O que explica essa espécie de negligência em relação ao arquiteto? Materializada no espaço, a arquitetura não pode ser negligenciada; sua presença causa, inevitavelmente, alguma interferência, seja positiva ou negativa. Então, por que se negligencia aqueles que a produziram?

Uma possível explicação para isso pode ser encontrada nas reflexões de Walter Benjamin sobre a recepção tátil e a recepção ótica das obras de arte. Atribuindo à arquitetura o papel de arte experienciada através do olhar distraído, o autor comenta que, desde o início, “a arquitetura foi o protótipo de uma obra de arte cuja recepção se dá coletivamente, segundo o critério da dispersão. As leis de sua recepção são extremamente instrutivas.” [1] Nesse sentido, diferente das outras artes, o contato com a arquitetura se dá sem esforço, naturalmente e organicamente. Ao público usual – isto é, que não está fazendo turismo e visitando memoráveis edifícios e monumentos – não cabe a escolha da recepção da arquitetura: ela está lá e, invariavelmente, lhe causará algum efeito. Esta espécie de onipresença da arquitetura é explicada por Benjamin, que diz:

“Os edifícios acompanham a humanidade desde sua pré-história.
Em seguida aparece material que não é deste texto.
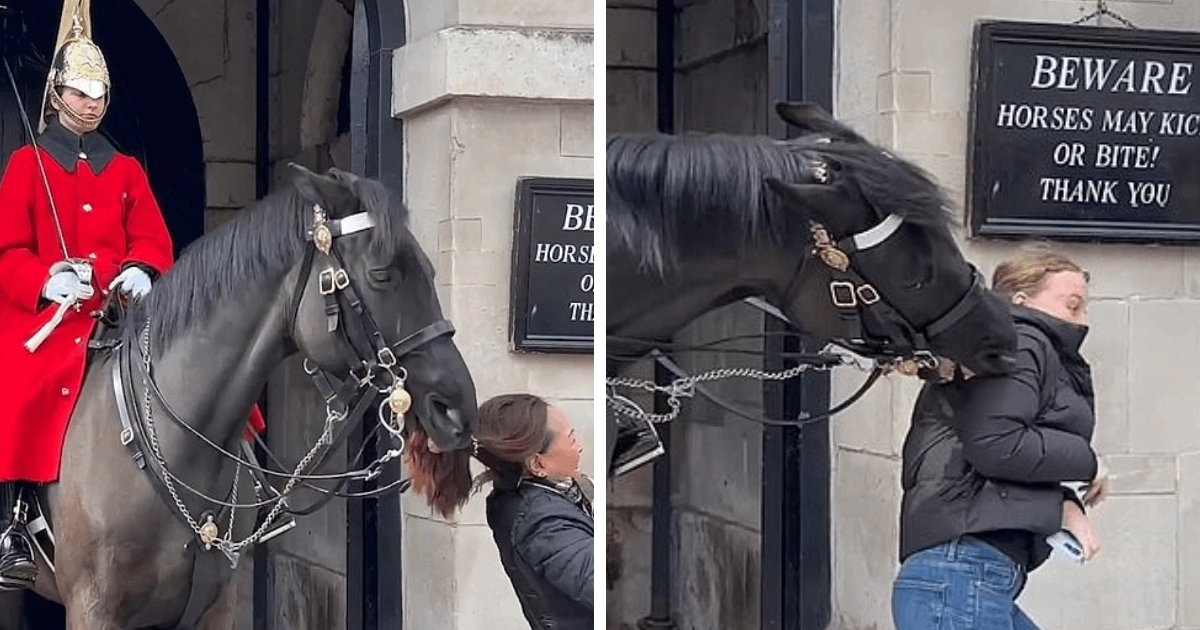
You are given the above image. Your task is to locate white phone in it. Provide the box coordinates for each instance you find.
[1046,530,1086,563]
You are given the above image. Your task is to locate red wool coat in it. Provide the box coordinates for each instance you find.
[0,130,266,483]
[0,141,171,482]
[0,140,174,482]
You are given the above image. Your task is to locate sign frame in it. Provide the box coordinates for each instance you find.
[509,176,594,354]
[968,20,1200,243]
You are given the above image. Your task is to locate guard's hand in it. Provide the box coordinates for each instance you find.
[1062,499,1101,561]
[108,266,152,300]
[42,269,91,304]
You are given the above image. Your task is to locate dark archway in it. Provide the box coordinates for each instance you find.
[0,0,206,255]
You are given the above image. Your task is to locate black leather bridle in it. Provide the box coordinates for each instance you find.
[787,209,986,377]
[285,202,456,427]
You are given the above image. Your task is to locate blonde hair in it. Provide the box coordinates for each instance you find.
[991,249,1086,301]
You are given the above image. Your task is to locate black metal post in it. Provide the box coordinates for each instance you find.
[640,363,677,629]
[762,0,834,628]
[640,1,678,628]
[348,2,405,629]
[252,1,271,628]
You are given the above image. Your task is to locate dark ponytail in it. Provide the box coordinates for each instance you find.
[472,394,551,491]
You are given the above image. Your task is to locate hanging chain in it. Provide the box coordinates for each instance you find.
[1073,0,1137,28]
[606,357,863,424]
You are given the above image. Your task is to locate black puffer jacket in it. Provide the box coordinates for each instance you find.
[487,479,594,629]
[899,305,1098,570]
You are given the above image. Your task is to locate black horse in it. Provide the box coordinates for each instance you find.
[0,165,478,628]
[606,102,1019,472]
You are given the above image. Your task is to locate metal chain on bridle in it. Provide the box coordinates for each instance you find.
[138,322,359,564]
[608,357,846,424]
[117,201,454,565]
[606,347,937,428]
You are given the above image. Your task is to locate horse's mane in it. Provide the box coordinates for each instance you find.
[606,132,954,276]
[131,177,412,355]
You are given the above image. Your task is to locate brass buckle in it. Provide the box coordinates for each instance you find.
[830,281,857,308]
[857,284,881,305]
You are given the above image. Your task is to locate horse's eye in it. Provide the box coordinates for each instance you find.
[369,269,392,283]
[905,280,924,291]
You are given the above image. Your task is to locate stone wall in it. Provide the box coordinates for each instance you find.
[832,1,1200,628]
[134,0,260,232]
[395,3,594,628]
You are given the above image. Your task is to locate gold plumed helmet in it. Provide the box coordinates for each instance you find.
[39,0,110,133]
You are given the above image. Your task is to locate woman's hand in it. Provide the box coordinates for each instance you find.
[1062,499,1101,561]
[1083,457,1110,508]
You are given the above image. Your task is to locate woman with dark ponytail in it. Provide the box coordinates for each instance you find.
[474,393,593,630]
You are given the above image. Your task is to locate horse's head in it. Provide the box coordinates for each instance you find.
[286,164,479,457]
[764,102,1017,376]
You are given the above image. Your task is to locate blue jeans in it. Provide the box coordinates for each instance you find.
[892,537,1040,630]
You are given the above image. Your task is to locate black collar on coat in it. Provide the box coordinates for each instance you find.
[38,119,117,174]
[1011,304,1088,357]
[1011,304,1093,398]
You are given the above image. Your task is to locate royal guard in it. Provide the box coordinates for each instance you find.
[0,0,176,590]
[0,4,270,590]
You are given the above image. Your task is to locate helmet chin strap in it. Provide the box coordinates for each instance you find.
[49,88,105,133]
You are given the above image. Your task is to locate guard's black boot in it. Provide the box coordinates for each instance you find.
[0,482,37,591]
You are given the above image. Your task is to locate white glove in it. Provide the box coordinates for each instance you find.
[42,269,92,305]
[109,266,152,300]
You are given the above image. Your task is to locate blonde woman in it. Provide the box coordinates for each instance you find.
[892,251,1109,630]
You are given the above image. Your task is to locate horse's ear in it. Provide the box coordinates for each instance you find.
[775,102,866,143]
[289,162,345,207]
[764,177,845,223]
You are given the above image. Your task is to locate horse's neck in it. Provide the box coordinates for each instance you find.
[609,255,785,345]
[145,278,289,447]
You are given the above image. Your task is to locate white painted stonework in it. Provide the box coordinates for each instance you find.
[394,5,595,630]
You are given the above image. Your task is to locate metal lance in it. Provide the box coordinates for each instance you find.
[3,56,94,352]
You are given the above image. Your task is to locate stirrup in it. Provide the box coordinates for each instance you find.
[0,575,35,591]
[257,518,296,544]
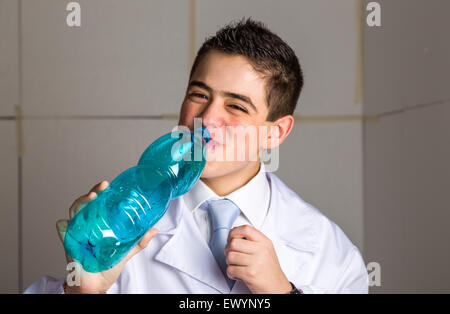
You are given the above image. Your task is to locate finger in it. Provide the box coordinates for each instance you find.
[226,265,249,281]
[89,180,109,194]
[69,192,97,219]
[228,225,264,243]
[137,228,159,249]
[68,181,109,219]
[69,180,108,216]
[121,228,158,265]
[56,219,68,244]
[56,219,73,264]
[226,250,253,266]
[225,237,259,255]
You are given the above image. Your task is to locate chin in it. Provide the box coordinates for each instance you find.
[200,161,228,179]
[200,160,251,179]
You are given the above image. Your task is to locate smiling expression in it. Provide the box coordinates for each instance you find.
[178,50,275,179]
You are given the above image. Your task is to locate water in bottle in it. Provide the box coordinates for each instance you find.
[63,127,210,272]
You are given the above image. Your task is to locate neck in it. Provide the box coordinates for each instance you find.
[200,161,261,196]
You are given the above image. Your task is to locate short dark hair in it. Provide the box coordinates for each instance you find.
[189,18,303,121]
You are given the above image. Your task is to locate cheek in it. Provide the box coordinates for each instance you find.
[226,125,262,160]
[179,102,197,126]
[244,128,262,159]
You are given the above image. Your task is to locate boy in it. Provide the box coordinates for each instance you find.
[25,19,368,294]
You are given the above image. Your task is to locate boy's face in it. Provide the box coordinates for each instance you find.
[179,50,274,179]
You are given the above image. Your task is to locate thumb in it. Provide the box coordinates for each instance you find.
[138,227,159,249]
[56,219,68,244]
[56,219,73,264]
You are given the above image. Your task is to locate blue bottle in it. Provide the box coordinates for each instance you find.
[64,127,210,273]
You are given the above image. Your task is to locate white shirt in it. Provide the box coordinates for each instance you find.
[186,162,270,245]
[24,170,369,294]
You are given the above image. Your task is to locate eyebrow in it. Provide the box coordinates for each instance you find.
[188,80,258,113]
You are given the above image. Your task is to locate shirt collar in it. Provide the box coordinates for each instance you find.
[182,162,270,228]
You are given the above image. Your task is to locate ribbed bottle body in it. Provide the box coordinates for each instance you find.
[64,165,172,273]
[64,127,210,272]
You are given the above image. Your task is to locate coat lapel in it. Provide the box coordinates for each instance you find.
[259,173,320,284]
[154,198,231,294]
[262,172,319,254]
[152,172,320,294]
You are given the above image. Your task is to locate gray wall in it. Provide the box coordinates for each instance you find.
[0,0,20,294]
[1,0,364,293]
[4,0,447,294]
[363,0,450,293]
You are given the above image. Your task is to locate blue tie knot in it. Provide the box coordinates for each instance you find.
[204,199,241,231]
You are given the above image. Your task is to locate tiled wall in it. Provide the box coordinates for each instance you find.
[363,0,450,293]
[1,0,364,293]
[0,0,20,294]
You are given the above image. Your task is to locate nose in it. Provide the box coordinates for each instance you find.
[200,99,226,129]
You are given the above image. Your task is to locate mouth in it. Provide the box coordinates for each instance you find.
[202,127,226,149]
[206,139,220,148]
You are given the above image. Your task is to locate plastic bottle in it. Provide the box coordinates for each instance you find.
[63,127,210,273]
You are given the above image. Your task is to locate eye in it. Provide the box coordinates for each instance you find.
[189,92,208,101]
[228,104,248,113]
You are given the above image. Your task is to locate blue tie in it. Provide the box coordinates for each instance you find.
[202,199,241,290]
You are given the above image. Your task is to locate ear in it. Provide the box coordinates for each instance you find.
[262,115,294,150]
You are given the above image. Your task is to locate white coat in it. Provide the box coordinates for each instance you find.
[25,172,369,294]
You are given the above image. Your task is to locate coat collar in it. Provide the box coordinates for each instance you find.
[152,171,319,293]
[183,162,270,229]
[263,172,320,254]
[153,197,232,293]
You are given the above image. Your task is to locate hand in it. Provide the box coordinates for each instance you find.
[224,225,292,294]
[56,180,158,294]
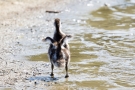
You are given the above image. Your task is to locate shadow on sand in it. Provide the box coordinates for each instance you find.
[27,76,61,82]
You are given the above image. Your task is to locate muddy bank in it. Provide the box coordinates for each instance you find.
[0,0,134,90]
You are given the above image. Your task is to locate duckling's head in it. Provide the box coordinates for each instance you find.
[54,18,61,29]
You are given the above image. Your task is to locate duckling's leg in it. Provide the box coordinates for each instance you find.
[65,61,69,78]
[50,63,54,77]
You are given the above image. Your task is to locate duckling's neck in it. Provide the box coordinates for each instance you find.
[55,24,61,32]
[55,26,65,37]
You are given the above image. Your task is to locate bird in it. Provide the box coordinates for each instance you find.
[43,18,72,78]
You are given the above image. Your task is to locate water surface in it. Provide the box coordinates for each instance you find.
[17,1,135,90]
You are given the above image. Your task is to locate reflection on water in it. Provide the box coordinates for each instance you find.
[25,2,135,90]
[87,3,135,30]
[84,32,135,58]
[28,53,48,61]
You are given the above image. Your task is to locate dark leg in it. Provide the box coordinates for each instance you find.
[65,61,69,78]
[50,63,54,77]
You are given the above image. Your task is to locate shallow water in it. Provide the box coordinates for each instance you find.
[87,3,135,30]
[14,0,135,90]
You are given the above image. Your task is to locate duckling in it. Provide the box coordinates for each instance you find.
[43,35,72,78]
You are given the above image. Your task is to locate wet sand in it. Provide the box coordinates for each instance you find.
[0,0,71,89]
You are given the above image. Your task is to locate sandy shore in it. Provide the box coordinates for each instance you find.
[0,0,70,21]
[0,0,71,89]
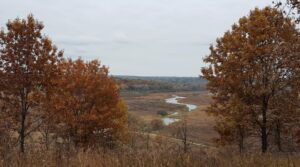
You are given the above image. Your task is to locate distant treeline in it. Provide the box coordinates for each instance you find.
[113,75,207,92]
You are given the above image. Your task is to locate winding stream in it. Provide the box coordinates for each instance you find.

Muitas obras de arte nasceram e passaram. A tragédia se origina com os gregos, extingue-se com eles, e renasce séculos depois. A epopeia, cuja origem se situa na juventude dos povos, desaparece na Europa com o fim da Renascença. O quadro é uma invenção da Idade Média, e nada garante sua duração eterna. Mas a necessidade humana de morar é permanente. A arquitetura jamais deixou de existir. Sua história é mais longa que a de qualquer outra arte, e é importante ter presente a sua influência em qualquer tentativa de compreender a relação histórica entre as massas e a obra de arte.” - Walter Benjamin [2]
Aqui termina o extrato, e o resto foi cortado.